カンボジアの首都プノンペンの独立記念塔近くに北朝鮮大使館がある。まったく人気がなく、北朝鮮本国ならばカメラを持っているだけで逮捕されるだろうに、大使館は写真撮り放題だ。

そのとなりには、インドネシア大使館があり、こちらの警備要員の出入りは頻繁で厳重だ。

その他の写真:イメージ

 北朝鮮大使館前の掲示板には、2024年6月に行われた党中央幹部校竣工式で演説する金正恩総書記の写真と、1986年の学生の新年公演に登場した金日成主席の写真、2010年に金日成総合大学で元教授らと並ぶ金正日の写真が貼られていた。まるで時が止まっているような印象を受ける。

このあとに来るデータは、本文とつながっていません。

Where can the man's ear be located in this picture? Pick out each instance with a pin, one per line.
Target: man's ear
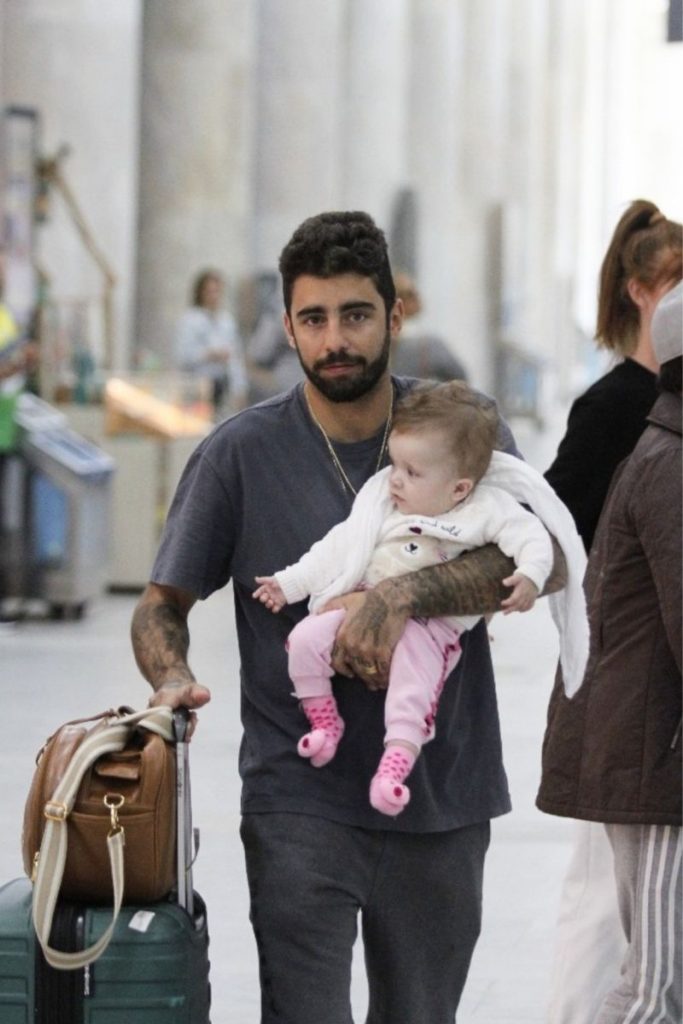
(396, 318)
(288, 331)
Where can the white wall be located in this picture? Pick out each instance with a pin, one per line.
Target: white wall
(76, 61)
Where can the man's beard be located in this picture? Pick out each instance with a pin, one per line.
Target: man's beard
(353, 387)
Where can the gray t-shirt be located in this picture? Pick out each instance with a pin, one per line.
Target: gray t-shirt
(254, 497)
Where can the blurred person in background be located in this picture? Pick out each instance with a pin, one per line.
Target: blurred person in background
(612, 754)
(642, 262)
(208, 345)
(415, 352)
(18, 356)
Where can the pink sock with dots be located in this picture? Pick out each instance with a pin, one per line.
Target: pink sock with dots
(387, 793)
(321, 743)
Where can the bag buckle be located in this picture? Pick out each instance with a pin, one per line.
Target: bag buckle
(115, 802)
(55, 811)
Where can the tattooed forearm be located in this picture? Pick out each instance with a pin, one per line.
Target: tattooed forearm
(161, 639)
(471, 585)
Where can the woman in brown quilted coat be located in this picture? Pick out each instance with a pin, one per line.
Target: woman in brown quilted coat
(612, 754)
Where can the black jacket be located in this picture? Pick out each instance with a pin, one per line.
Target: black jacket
(603, 428)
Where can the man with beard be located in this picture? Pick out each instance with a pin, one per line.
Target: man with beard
(257, 493)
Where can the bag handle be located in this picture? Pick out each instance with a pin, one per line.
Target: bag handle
(52, 857)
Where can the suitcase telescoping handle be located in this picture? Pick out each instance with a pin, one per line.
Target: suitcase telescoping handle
(183, 812)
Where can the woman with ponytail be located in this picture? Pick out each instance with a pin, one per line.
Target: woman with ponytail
(642, 262)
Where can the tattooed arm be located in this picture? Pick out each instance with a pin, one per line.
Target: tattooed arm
(161, 642)
(470, 585)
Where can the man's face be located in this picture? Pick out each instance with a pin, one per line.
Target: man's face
(338, 327)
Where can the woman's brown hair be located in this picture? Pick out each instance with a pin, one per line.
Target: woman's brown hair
(646, 247)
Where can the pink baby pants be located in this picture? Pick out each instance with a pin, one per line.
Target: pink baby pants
(425, 654)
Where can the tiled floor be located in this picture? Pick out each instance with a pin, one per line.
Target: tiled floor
(50, 672)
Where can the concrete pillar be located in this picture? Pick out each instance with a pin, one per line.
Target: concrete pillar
(76, 62)
(299, 145)
(375, 122)
(194, 184)
(447, 272)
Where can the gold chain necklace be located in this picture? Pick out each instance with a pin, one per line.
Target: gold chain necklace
(345, 482)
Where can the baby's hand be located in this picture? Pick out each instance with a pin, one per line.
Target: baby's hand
(523, 594)
(269, 593)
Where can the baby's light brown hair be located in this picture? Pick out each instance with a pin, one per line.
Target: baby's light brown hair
(467, 420)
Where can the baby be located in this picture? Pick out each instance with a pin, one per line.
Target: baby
(435, 501)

 ただこれには意味があって、血の流れこそが指導者の地位の条件だと誇示しているのだ。子は親を越えることは難しいとされているが、いつも笑顔のおじいちゃん、小さいけれど仕事できそうなパパ。どの影武者かわからない僕。並べたら逆に劣化が判明してしまう。それでも正当な血の流れなのだ。

 この三代の指導者のほかに、平壌の紋繍ウォーターパークや改装された地下鉄の駅、新都市である和盛地区の住宅が「現代的な文明」…こんな地上の楽園が北朝鮮であることを伝えている。どうして、生きている指導者の写真が2024年以降のものに変更されないのかは、誰にも問えない。問うたら粛清される。

 カンボジアと北朝鮮は、1964年に国交を樹立している。
当時のシアヌーク国王とお父さんはとても仲良しだった。1997年に当時のフンセン首相が韓国と国交を結ぶまでは平和だった。でも、街の北朝鮮料理店は繁盛していた。

 2019年の国連の北朝鮮制裁によって、派遣労働者は国に返された。北朝鮮料理店はすべて閉店を余儀なくされた。カンボジアでの北朝鮮不遇の時代が生まれた。
そうだろうか。蜜月は常に裏でも同時進行するものだ。北朝鮮は各国の暗号資産取引所から毎年数兆ウォン規模の暗号資産を強奪して、カンボジアや中国で現金化しているとささやかれている。資金洗浄、マネーロンダリング。
韓国人をターゲットにしたカンボジアの詐欺グループもまた資金洗浄に関わっているとアメリカやイギリスは警戒している。

 静かな大使館の中で何が行われているのか。
それは、本人だと何万回言われても影武者にしか見えない、北朝鮮の一番偉い人でもわかるまい。